Why I Canceled My Cosmo Subscription & Switched to Essence
It was a long time coming, but after 11 years and more than 100 issues issues I’ve finally canceled my subscription to Cosmopolitan magazine. I’d threatened to do so after the mainstream women’s publication declared the Kardashians “America’s First Family.” First family of reality TV? Sure. But “America’s First Family”? Nope, not MY America. I mean, have they even heard of the Obamas? But I read the issue and went about my life. Sometimes it takes too much energy to “do the right thing.” #MillennialProblems While reading the latest issue during holiday travel, however, I thought to myself “what exactly am I getting out of this magazine?” Perhaps for far too long I’ve defended my reasoning for subscribing to Cosmo: “It’s more than just sex, there are helpful career tips, too!”
And while that’s true, to an extent, it isn’t enough. In recent years, I’d noticed there weren’t many girls who looked like me and, as a result, many of the hair and beauty tips didn’t apply to me. #BlackGirlProblems It reminded me of when I was younger and subscribed to teen magazines that often didn’t reflect my melanin (side note: this is the main reason I wanted to become a journalist in the first place ... to create a teen magazine for young women of color).

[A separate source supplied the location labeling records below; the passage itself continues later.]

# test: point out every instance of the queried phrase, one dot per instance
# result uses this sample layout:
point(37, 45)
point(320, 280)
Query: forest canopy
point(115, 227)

But in college, it was cool to read Cosmo. You may be wondering why I didn’t read Essence then? Well, despite being a magazine for Black women, I didn’t feel as though the articles really applied to me. After all, I was 18 at the time and Essence skews a bit older, toward the more established career professional. At the time, I was more concerned with dating tips and trendy tops.
And, admittedly, there was probably some self-hate there as well. It’s the same reason I didn’t read Ebony or JET (yes, I’m aware of the irony seeing as how I ended up working there years later). I didn’t want to read a Black magazine, because I “love all races!” Yes, I realize how silly (and sad) that sounds now but again, I was young and naive.
Now I’m quickly approaching 30 and my perspective has changed. Nowadays, I crave career advice more than anything (The Muse and Levo League are among my favorite blogs) and, quite frankly, I’m tired of skipping the hair and beauty sections in mainstream magazines (try as hard as they may to be inclusive, one product for “curly hair” or “deep skin” does not diversity make).
So Essence’s February issue about #BlackGirlMagic couldn’t have come at a better time! When I saw the covers on Twitter featuring Yara Shahidi, Teyonah Parris and Johnetta Elzie, I fell in love. And when I picked up a copy from the newsstand, it felt like coming home. Finally, there were articles that pertained to ME. I thought, “this is where I belong and I'm never going back."